We can never be sure whether it was part of a clever election-time ploy for the good Captain to declare that the 2017 Assembly campaign was the last electoral battle he would fight. Probably, it yielded some emotional dividend. Then, his party wins a comfortable majority and he becomes the Chief Minister and a curious cloud begins gathering over the new government. 

Politics is a game of power, ordinarily fought according to civilised rules of engagement. Therefore, a politician who declares that he would not be around to lead the troops in the next battle chooses to put himself, his leadership and his entire government to some kind of a disadvantage. Such a declaration also invites perceptions of an absentee or part-time chief minister. Anyway, politics is a demanding, exhausting occupation; it can be enormously tiring to stay in the arena, unless one is driven by extreme ideology.

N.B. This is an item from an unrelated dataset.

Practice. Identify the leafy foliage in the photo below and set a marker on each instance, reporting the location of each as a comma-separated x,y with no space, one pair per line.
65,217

The good captain has not yet been accused of ideological fastidiousness. 

As it is, the life of a Congress chief minister is never without its challenges. Then, there are younger party colleagues who aspire, legitimately, to take his place. Do the younger colleagues render him less than full cooperation and become anxious for the Chief Minister to vacate the chair? The cabinet dynamics become somewhat less settled. 

So, the Captain has done himself and everybody else a favour by retracting a bit. 

And, that should call for coffee. Join me.